In a program of sponsored research, provision may be made in the contractual agreement between Stanford and the sponsor for a delay in the publication of research results, in the following circumstances:
For a short delay (the period of delay not to exceed 90 days), for patenting purposes or for sponsor review of and comment on manuscripts, providing that no basis exists at the beginning of the project to expect that the sponsor would attempt either to suppress publication or to impose substantive changes in the manuscripts.
For a longer delay in the case of multi-site clinical research (the period of delay not to exceed 24 months from the completion of research at all sites), where a publication committee receives data from participating sites and makes decisions about joint publications. Such delays are permitted only if the Stanford investigator is assured the ability to publish without restrictions after the specified delay.
When it is in the best interests of the research, the Vice Provost and Dean of Research may approve contractual arrangements that could lead to longer publication delays. Requests for the Dean to approve such contractual arrangements should include:
- the rationale for the request
- a description of who will have authority over publication decisions, and
- a statement of the provisions that will allow the investigator to publish within a
defined period of time, regardless of other considerations.
Under no circumstances should a faculty member engage a student or trainee in a project governed by an extended publication delay agreement or contractual arrangement that could present a barrier to the timely submission of the student's thesis or dissertation or to the publication of a trainee's work.
If, in a program of research, an outside person or entity has made available to the investigator confidential information, provision may be made to preserve confidentiality and/or a short delay in the publication of research results during which time the information source may examine the proposed publication in order to assure that the investigator has not disclosed, intentionally or unintentionally, any portion of the confidential information supplied, provided that any such provision for delay must contain assurance from the information source that he will conduct his review as expeditiously as possible, that he will not attempt to thwart publication for any reason except to protect confidential information previously supplied, and that he will indicate with specificity a sentence or sentences which he contends constitute such a disclosure.
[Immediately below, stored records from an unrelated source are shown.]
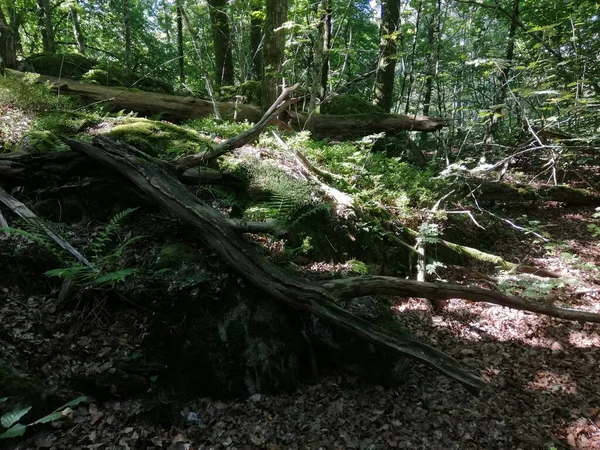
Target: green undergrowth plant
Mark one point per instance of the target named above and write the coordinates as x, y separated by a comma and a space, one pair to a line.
107, 257
27, 94
14, 428
220, 128
107, 261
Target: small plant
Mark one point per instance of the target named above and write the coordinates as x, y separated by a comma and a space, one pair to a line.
594, 228
10, 420
105, 265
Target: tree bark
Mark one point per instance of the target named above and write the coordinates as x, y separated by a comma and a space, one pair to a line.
386, 67
46, 26
79, 37
321, 54
180, 49
273, 51
178, 109
256, 35
126, 5
221, 42
504, 73
10, 21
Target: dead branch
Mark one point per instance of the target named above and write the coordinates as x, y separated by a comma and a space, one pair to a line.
159, 184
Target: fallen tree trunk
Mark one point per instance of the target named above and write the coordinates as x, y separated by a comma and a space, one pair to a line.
168, 192
179, 108
354, 125
492, 191
318, 298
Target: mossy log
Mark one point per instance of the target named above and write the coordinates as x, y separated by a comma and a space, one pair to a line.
321, 298
179, 108
503, 192
355, 125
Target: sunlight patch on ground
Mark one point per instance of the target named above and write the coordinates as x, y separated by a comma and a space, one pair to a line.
553, 382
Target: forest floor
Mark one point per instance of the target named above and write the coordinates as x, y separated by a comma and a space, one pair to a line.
543, 375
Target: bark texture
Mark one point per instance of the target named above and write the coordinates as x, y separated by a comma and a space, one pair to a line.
221, 42
273, 51
386, 67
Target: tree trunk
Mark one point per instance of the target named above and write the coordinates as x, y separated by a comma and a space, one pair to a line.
386, 67
503, 78
10, 21
222, 42
321, 54
126, 5
178, 109
180, 49
256, 34
273, 51
47, 29
77, 30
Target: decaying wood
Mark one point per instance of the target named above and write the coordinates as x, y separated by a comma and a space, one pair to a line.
354, 125
492, 191
26, 214
241, 139
179, 108
158, 183
318, 298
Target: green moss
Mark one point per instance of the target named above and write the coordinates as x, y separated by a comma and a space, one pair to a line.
39, 142
66, 123
160, 139
359, 267
342, 105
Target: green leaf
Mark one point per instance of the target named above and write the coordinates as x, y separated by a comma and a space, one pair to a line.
74, 402
12, 417
56, 415
16, 431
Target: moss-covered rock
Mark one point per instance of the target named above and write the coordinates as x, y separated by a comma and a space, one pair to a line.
340, 348
341, 105
160, 139
39, 142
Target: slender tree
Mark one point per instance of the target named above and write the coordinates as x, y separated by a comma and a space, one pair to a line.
10, 21
256, 33
126, 5
504, 72
321, 53
77, 32
46, 26
180, 48
222, 42
386, 67
273, 51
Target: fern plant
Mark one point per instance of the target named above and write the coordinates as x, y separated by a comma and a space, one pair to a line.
13, 428
105, 261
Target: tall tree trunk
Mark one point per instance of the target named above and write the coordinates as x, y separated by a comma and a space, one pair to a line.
321, 54
222, 42
10, 21
386, 67
47, 29
503, 78
273, 51
77, 30
180, 50
256, 34
127, 32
If, in a program of research, private papers, documents, diaries or analogous materials have been provided to the investigator, provision may be made to preserve the confidentiality of those materials for the purpose of protecting the individual privacy of the author, or of the addressee, or of the immediate family of either the author or the addressee.
This policy shall be reviewed at least annually by the Committee on Research in one of its meetings. This meeting and others primarily devoted to considering a revision of research policy shall be announced publicly through the website of the Committee on Research and/or other suitable means.